Aidworld – educazione e recupero di ragazzi e ragazze di strada

Nella città di Accra, capitale ghanese, Aidworld è impegnata in programmi di accoglienza, educazione e recupero di ragazzi e ragazze di strada.

In particolare, in collaborazione con l’organizzazione ghanese Street Girls Aid, si occupa di aiutare giovani donne in condizioni di miseria a divenire mamme e a crescere i propri figli tenendoli lontani dalla strada.

Necessità e urgenze:

Ad Accra Street Girls Aid gestisce, tra le altre cose, tre asili che ospitano ogni giorno i bimbi delle ragazze di strada mentre queste sono al lavoro. In totale ogni asilo ospita 180 bimbi, che in questo modo ricevono una prima educazione di base e vengono tenuti lontani dai pericoli della strada. Uno degli asili necessita di interventi urgenti di rifacimento degli ambienti igienico-sanitari per i bambini.

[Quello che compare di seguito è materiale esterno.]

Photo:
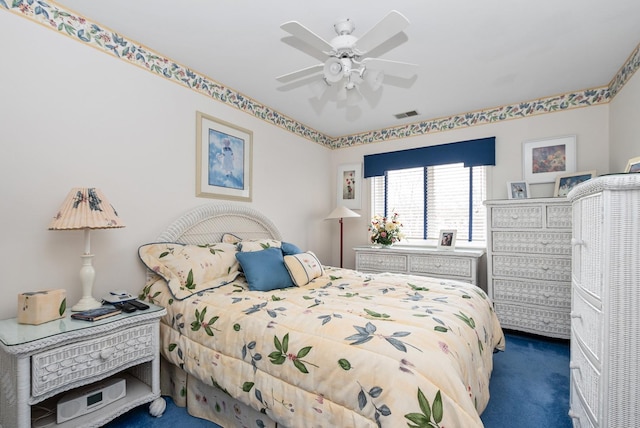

Un rifugio per le mamme di Accra

Problema: sono circa 15 mila le giovani donne che vivono nelle strade di Accra, capitale del Ghana, sopravvivendo di espedienti o costrette a  prostituirsi. Queste ragazze nullatenenti, senza istruzione e completamente abbandonate a loro stesse, non sempre riescono a guadagnare il necessario per affittare una baracca per la notte e spesso sono costrette a dormire in strada dove rischiano continue violenze e abusi. Quando restano incinte, devono portare avanti la gravidanza prive della necessaria assistenza, in una condizione di assoluto degrado igienico-sanitario che mette seriamente a rischio la loro vita e quella del loro bimbo.

Cosa facciamo: Aidworld aiuta le ragazze di strada sostenendo il ”Rifugio per mamme” di Street Girls Aid. Il centro accoglie le ragazze 1 mese prima e 3 mesi dopo il parto. Le ragazze, generalmente sole e molto giovani, vengo “educate” a diventare mamme attraverso nozioni base di educazione sanitaria, cura del piccolo, economia domestica; viene assicurata loro la necessaria assistenza ospedaliera nel momento del parto e viene fornito loro tutto il materiale necessario prima, durante e dopol’evento della nascita. Il lavoro continua fuori le mura del rifugio: gli operatori incontrano infatti le ragazze per la strada e negli slam (baraccopoli), cercando di sostenerle in diveri modi. Uno dei servizi che si cerca di prestare è la fornitura dell’assicurazione sanitaria al maggior numero di donne possibile, così che che possano almeno accedere alle strutture sanitarie pubbliche in caso di bisogno.